[Physics] Why is ground state $| 0 \rangle$ of harmonic oscillator a coherent state

quantum mechanics

Is ground state $| 0 \rangle$ of harmonic oscillator a coherent state just because it minimize the uncertainty product?

What is the intuition of this. I don't quite understand the significance of the ground state being a coherent state.

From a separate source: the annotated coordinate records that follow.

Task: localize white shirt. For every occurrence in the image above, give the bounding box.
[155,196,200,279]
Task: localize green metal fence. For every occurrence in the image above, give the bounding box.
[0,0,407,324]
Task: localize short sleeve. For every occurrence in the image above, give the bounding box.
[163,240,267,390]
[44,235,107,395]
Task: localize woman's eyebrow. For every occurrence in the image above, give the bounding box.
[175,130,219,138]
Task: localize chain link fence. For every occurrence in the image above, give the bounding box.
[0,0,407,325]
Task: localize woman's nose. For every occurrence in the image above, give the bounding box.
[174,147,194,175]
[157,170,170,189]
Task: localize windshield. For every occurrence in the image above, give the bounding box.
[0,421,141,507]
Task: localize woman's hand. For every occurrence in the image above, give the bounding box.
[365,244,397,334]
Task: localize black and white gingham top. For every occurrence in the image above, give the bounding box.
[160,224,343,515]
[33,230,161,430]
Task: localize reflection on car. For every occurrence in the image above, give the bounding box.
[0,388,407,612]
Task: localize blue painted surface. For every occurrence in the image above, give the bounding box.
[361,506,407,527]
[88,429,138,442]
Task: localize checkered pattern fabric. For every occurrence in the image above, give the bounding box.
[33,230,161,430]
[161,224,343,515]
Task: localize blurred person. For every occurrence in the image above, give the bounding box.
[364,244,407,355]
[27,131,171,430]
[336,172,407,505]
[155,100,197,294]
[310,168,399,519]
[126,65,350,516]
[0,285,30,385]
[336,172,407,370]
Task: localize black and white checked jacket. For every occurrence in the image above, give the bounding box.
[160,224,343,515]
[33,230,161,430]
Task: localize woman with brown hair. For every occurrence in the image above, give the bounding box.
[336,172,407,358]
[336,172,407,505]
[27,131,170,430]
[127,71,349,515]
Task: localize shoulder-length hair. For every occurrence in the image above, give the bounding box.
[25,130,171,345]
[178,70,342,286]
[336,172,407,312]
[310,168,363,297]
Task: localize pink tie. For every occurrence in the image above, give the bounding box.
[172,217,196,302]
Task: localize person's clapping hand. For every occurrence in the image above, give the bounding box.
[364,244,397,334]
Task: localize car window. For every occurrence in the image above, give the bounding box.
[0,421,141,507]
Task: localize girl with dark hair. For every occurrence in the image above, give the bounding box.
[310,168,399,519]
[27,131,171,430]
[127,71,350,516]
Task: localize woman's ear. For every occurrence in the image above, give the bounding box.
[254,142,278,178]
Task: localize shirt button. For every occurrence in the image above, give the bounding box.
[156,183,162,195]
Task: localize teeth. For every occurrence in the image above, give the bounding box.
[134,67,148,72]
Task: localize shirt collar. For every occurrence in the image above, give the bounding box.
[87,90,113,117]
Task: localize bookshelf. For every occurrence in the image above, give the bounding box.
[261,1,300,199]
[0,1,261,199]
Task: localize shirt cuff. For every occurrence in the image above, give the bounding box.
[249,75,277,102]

Any explanation would be appreciated

Best Answer

Mathematical answer #1

Mathematically, you can use the definition $a|z\rangle \equiv z|z\rangle$ of coherent states to explicitly construct them in terms of energy eigenkets. Up to a normalization constant, the result is: $$\left|z\right\rangle = \sum_{n=0}^\infty \frac{z^n}{\sqrt{n!}}\left|n\right\rangle$$ Now, what happens if you let $z \rightarrow 0$ in the expression above? The only surviving term in the right-hand sum will be the one with $n=0$, and we get the result: $$\left|z=0\right\rangle = \left|n=0\right\rangle$$ So the ground state of the system is a coherent state with parameter $z=0$.

Mathematical answer #2

You could also see this directly from definitions. Coherent states are defined as $a|z\rangle \equiv z\left|z\right\rangle$. Per definition, the coherent state with $z=0$ will then have the following property: $$a\left|z=0\right\rangle = 0$$ The definition of the ground state of the harmonic oscillator is: $$a\left|n=0\right\rangle = 0$$ Putting the two definitions together, we get the same result as earlier: $$\left|z=0\right\rangle = \left|n=0\right\rangle$$

Physical answer

One of the interesting properties of the coherent states $\left|z\right\rangle$, is that the expectation values of position and momentum follow the equations of a classical harmonic oscillator: $$\langle x \rangle = \sqrt{\frac{2\hbar}{m\omega}}\Re\left\{z \exp(-i\omega t)\right\}$$ $$\langle p \rangle = \sqrt{2\hbar m\omega}\Im\left\{z \exp(-i\omega t)\right\}$$ It might look a bit more familiar if we choose a real value of $z$: $$\langle x \rangle = \sqrt{\frac{2\hbar}{m\omega}} \; z \cos(\omega t)$$ $$\langle p \rangle = -\sqrt{2\hbar m\omega} \; z \sin(\omega t)$$ Now, what would happen if you let $z\rightarrow 0$? Then you basically get a state with $\langle x \rangle = \langle p \rangle = 0$.

So if you think of the coherent states as the states where expectation values behave like a classical harmonic oscillator, then the ground state is the state with zero energy, i.e. the state with expectation values that doesn't oscillate at all.